Ｂ細胞増殖障害。本明細書中に記載の治療に適切なＢ細胞増殖障害には、移植後リンパ球増殖症（ＰＴＬＤ）が含まれる。この障害の初期病変には、形質細胞性過形成、異型リンパ組織過形成、および伝染性単核球症様ＰＴＬＤが含まれる。他のカテゴリーには、多形ＰＴＬＤおよび単形ＰＴＬＤが含まれる。これらの状態がしばしば自発的または移植後免疫抑制の減少にともなって後退するにもかかわらず、これらは致命的であり得る。

抗体（Ｂ細胞）免疫不全障害。Ｂ細胞の分化および増殖の欠損に関連する抗体障害は、ＩＬ−１５誘導性ＧＣ−Ｂ細胞増殖の増強による治療の影響を受けやすい。これらの障害には、以下が含まれる：Ｘ連鎖低ガンマグロブリン血症（先天性低ガンマグロブリン血症）；乳児期一過性低ガンマグロブリン血症；分類不能型免疫不全（ｃｏｍｍｏｎ，ｖａｒｉａｂｌｅ，ｕｎｃｌａｓｓｉｆｉａｂｌｅ ｉｍｍｕｎｏｄｅｆｉｃｉｅｎｃｙ）（後天性低ガンマグロブリン血症）；高ＩｇＭ免疫不全；低ガンマグロブリン血症を伴う好中球減少；多糖類抗原無応答性；選択的ＩｇＡ欠損症；選択的ＩｇＭ欠損症；ＩｇＧサブクラスの選択的欠乏；薬物、タンパク質漏出性状態に関連する二次的Ｂ細胞免疫不全；およびＸ連鎖リンパ球増殖症。

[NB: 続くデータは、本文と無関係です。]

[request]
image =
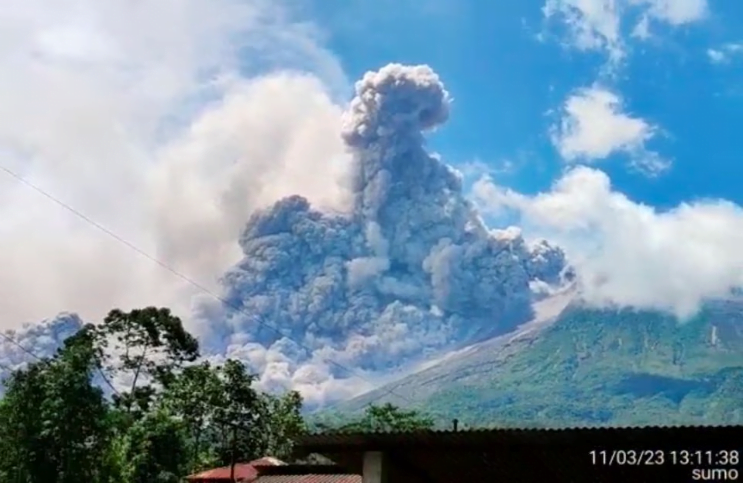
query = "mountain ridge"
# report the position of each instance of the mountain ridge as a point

複合型抗体媒介性（Ｂ細胞）および細胞媒介性（Ｔ細胞）免疫不全障害。Ｂ細胞免疫不全障害のためのこれらの疾患のＢ細胞成分の増強を上記考察のように行うことができる。このような疾患には、以下が含まれる：重症複合免疫不全症（常染色体劣性Ｘ連鎖散発性）；免疫グロブリン産生異常を伴う細胞性免疫不全（ネゼロフ症候群）；毛細管拡張性失調症を伴う免疫不全；湿疹および血小板減少症を伴う免疫不全（ウィスコット・オールドリッチ症候群）；胸腺腫を伴う免疫不全；短肢小人症を伴う免疫不全；アデノシンデアミナーゼ欠乏症を伴う免疫不全；ヌクレオシドホスホリラーゼ欠乏症を伴う免疫不全；ビオチン依存性マルチプルカルボキシラーゼ欠損症；移植片対宿主（ＧＶＨ）病；および後天性免疫不全症候群（ＡＩＤＳ）。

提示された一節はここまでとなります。